Akhirnya, pemuda tersebut pergi mencari
pemilik kebun itu sampai didapatkkannya. Lalu, ia berkata kepada pemilik kebun,
“Wahai paman, kemarin aku ditimpa rasa lapar
yang sangat. Maka, aku memakan satu buah apel dari kebunmu tanpa
sepengetahuanmu. Sekarang aku datang kepadamu untuk meminta izin kepadamu.”
Pemilik kebun berkata
“Demi Allah, Aku tidak memaafkanmu. Bahkan,
aku akan menggugatmu kelak pada hari kiamat di sisi Allah.”
Mendengar itu, pemuda itu langsung menangis
dan memohon kepadanya supaya memperkenankannya, sambil berkata,
”Saya siap untuk bekerja apa saja dengan
syarat agr kamu memaafkanku dan menghalalkan apel itu untukku.”

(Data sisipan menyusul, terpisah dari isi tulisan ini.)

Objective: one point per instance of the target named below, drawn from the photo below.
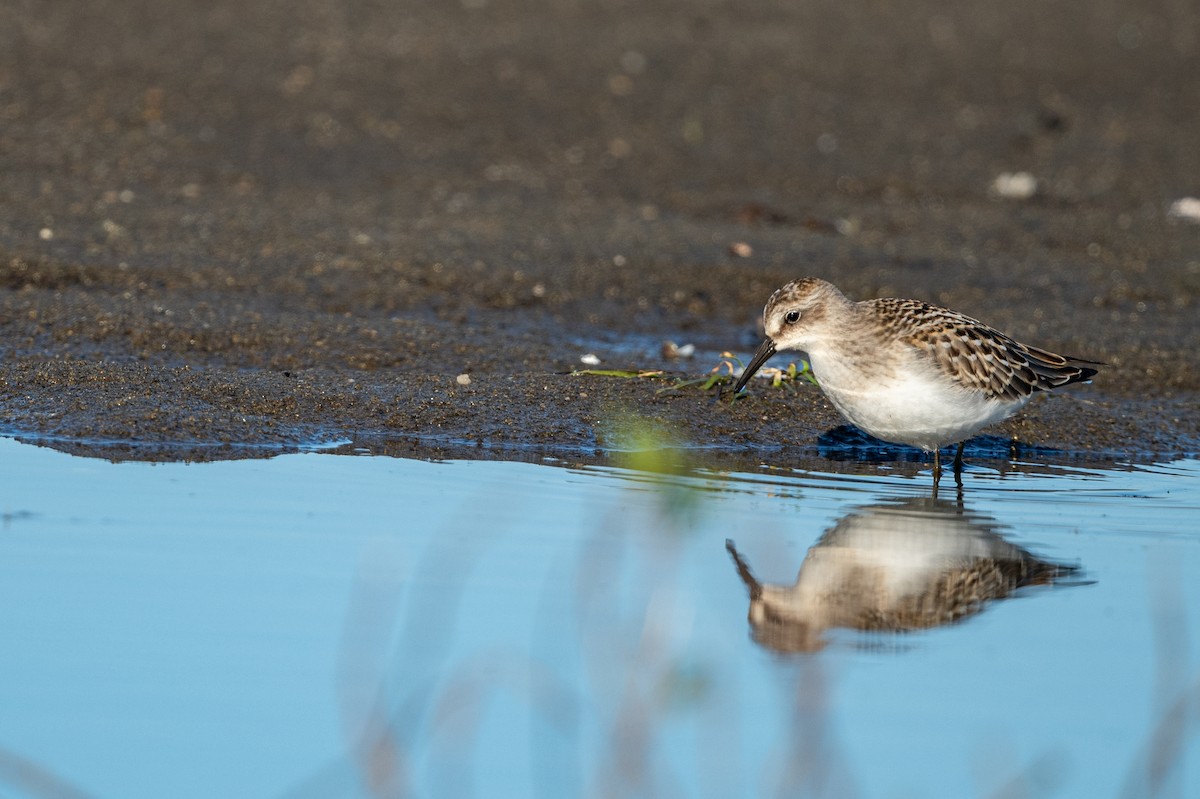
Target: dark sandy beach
(228, 223)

Pemuda itu terus memohon kepada si pemilik
kebun, sedangkan pemilik kebun justru semakin bersikukuh, lalu pergi
meninggalkannya. Namun, pemuda itu membuntutinya dan tetap memohon maaf
kepadanya hingga ia masuk rumah. Pemuda itu menunggu di sisi pintu, memantinya
keluar untuk shalat Ashar. Ketika si pemilik kebun keluar rumah untuk suatu
urusan, pemuda itu ternyata masih tetap berdiri dengan air mata yang membasahi
jenggotnya.
Pemuda itu berkata lagi,
“Wahai pamanku, sungguh aku siap untuk bekerja
sebagai petani di kebun ini tanpa diberi upah sepanjang umurku atau apa saja yang
kamu inginkan, tetapi dengan syarat Anda memaafkanku.”

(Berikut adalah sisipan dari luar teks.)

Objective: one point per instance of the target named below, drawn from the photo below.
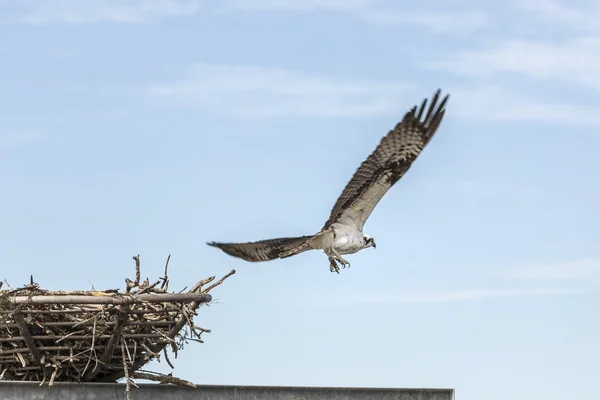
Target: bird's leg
(340, 259)
(333, 265)
(334, 259)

Pada saat itu, pemilik kebun berpikir sejenak,
kemudian berkata,
“Anakku, aku siap untuk memaafkanmu sekarang,
tetapi dengan satu syarat.”
Mendengar itu, si pemuda langsung gembira adn
wajahnya berseri bahagia. Dia berkata,
”Berikanlah syarat sesukamu wahai pamanku.”
Si pemilik kebun berkata,
”Syaratku adalah supaya Kamu menikahi
putriku.”
Pemuda itu terperanjat bukan kepalang
mendengar jawaban itu. Dia sama sekali tidak pernah menyangka mendapat syarat
ini. Namun, si pemilik kebun melanjutkan perkataannya,
” Akan tetapi, wahai anakku, ketahuilah bahwa putriku buta, tuli, bisu, dan juga lumpuh,
tidak pernah berjalan sejak lama. Aku telah mencarikannya seorang suami yang
dapat kupercaya untuk melindungi dan mendampinginya dengan segenap
kriteria-kriteria yang disebutkannya. Apabila Kamu menyetujuinya, aku akan memaafkanmu.”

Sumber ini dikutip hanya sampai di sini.